I made the mistake of hitting a link to an online costume shop, and it was on the verge of being unsafe for work.
If a co-worker had walked by at that time, I might’ve earned a trip to the human resources office.
But I would’ve argued the link said “Halloween,” so I was expecting blood and guts, not a tarted-up Princess Leia.
It really wasn’t that bad, as far as scantily clad rebel leaders go, and it’s nothing you haven’t seen on primetime television.
I’m sure the costume would’ve been approved for any of the ladies on “Big Bang Theory.” They did a Catholic school girl episode a few years ago, and that costume was far racier than the one I saw.
So maybe it wasn’t the costume, but my reaction that was not safe for work. Do you remember the old-school cartoons? When the male character’s eyes telescoped out at the sight of Bugs Bunny in a dress?
My eyes weren’t out that long because I quickly shut the window and scanned behind me to make sure I was safe.
I still feel kind of guilty about it, which is why I’m sharing with you. Confession’s good for the soul, and in the 21st century, confessions don’t count unless they’re exposed in the big, wide open.
I’m coming to you and my wife for public absolution. She’ll feel better about the – let’s not call it an “affair,” but a “situation” – if I sprinkle in a few jokes.

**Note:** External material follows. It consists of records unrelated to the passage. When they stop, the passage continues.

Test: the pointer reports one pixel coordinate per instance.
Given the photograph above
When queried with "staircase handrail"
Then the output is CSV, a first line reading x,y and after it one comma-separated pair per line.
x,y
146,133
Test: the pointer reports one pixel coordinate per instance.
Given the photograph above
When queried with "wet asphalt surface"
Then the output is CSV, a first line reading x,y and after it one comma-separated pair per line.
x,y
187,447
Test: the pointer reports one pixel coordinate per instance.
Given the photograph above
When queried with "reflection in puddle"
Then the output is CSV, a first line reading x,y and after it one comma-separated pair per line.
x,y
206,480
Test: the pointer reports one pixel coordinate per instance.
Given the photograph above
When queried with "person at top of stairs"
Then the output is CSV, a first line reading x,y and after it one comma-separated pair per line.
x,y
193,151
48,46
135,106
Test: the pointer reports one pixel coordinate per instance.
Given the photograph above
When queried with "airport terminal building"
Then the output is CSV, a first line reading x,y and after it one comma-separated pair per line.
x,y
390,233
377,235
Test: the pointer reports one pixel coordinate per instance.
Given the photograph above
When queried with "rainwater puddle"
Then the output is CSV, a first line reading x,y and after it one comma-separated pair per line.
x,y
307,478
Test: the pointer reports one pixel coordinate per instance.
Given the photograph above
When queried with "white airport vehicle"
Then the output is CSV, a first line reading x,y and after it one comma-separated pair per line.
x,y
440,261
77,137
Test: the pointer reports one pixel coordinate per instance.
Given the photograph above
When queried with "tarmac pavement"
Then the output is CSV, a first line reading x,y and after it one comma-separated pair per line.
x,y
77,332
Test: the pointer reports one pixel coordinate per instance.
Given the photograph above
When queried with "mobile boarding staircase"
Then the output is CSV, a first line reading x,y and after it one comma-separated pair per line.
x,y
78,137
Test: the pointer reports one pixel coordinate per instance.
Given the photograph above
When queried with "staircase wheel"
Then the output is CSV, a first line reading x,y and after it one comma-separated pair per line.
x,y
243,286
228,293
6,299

If she’s read this far, she’s probably wondering, What’s the big deal about a tawdry Princess Leia?
That brings up another point about modern-day, out-loud confessions. It’s not enough to say you’ve done something less than admirable. You have to figure out precisely why you did it.
The answer’s simple: I’ve had a crush on Princess Leia since third grade, when she and those croissants on her head appeared on my favorite “Star Wars” bubblegum card.
There was something special about that woman, even if I had no idea what that something could be – again, third grade.
Carrie Fisher portrayed Princess Leia. In later years, she wrote a fictionalized account of her life called “Postcards from the Edge.”
Meryl Streep starred as Fisher’s alter ego in the film version, and Streep has never been more lovely, even when hanging from a fake window in an unflattering police uniform.
It must’ve been the transitive property of The Force that wove through my third-grade self before getting to me.
I’m sure that explains what happened on the computer at work. Whatever guilt I felt from seeing a hotsy-totsy vision of Princess Leia probably had a lot in common with the secret guilt I’d felt three-and-a-half decades ago, when I had that magnificent woman on the bubblegum card all to myself with absolutely no idea what to do with her.